Title: Molecular cloning and characterization of multidomain xylanase from manure library

item Kibblewhite, Rena
item Orts, William
item Lee, Charles

Submitted to: World Journal of Microbiology and Biotechnology
Publication Type: Peer Reviewed Journal
Publication Acceptance Date: 6/30/2009
Publication Date: 7/13/2009
Citation: Li, R., Kibblewhite, R.E., Orts, W.J., Lee, C.C. 2009. Molecular cloning and characterization of multidomain xylanase from manure library. World Journal of Microbiology and Biotechnology. doi:10:1007/s11274-009-011106

Interpretive Summary: A metagenomic approach was used to isolate genetic sequence that encodes an enzyme that will break down hemicellulose, a common component of biomass. This enzyme is categorized as a xylanase and will hydrolyze xylan into simple xylose sugars that can then be fermented into value-added products. The xylanase enyzme was over-expressed and biochemically characterized. The enzyme functions from pH 5-7 and has maximum activity at 40 degrees C.

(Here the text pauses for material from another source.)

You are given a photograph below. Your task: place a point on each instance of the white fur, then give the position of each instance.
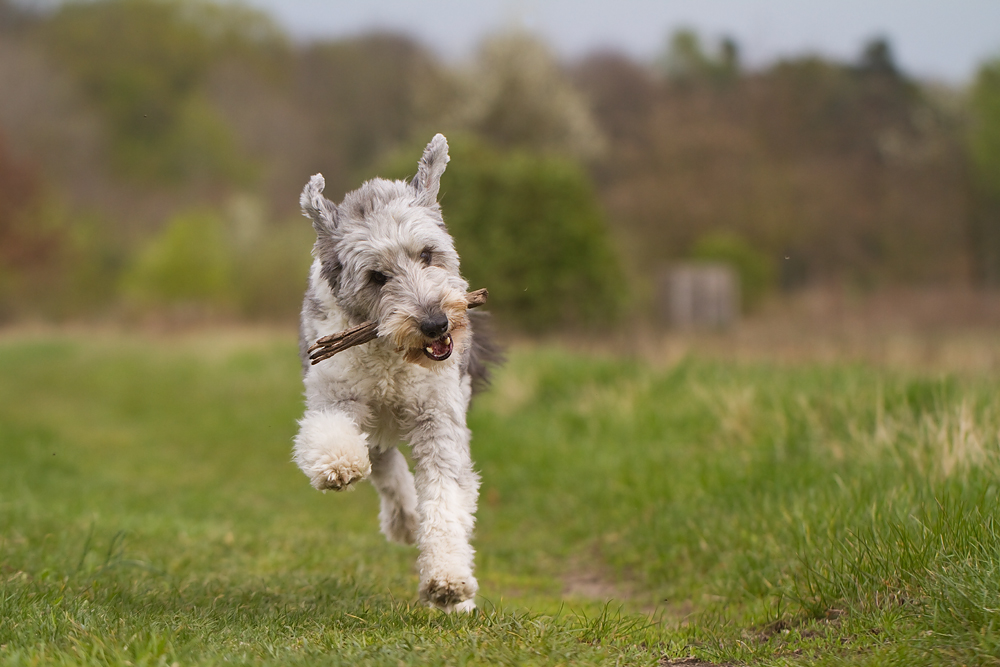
(331, 450)
(363, 402)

Technical Abstract: The gene (manf-x10) encoding xylanase from an environmental genomic DNA library was cloned and expressed in Escherichia coli. The encoded enzyme was predicted to be 467 amino acids with a molecular mass of 50.3 kD. The recombinant ManF-X10 was purified by HisTrap affinity column and showed activity over pH range 5.0–7.0 with a maximum activity at pH 7.0 on rye arabinoxylan. The enzyme was thermolabile, and activity was lost above 50°C. The apparent Km and Vmax values obtained for the hydrolysis of rye arabinoxylan at the optimum temperature (40°C) were 2.8 mg/ml and 49.5 µmol/min/mg, respectively.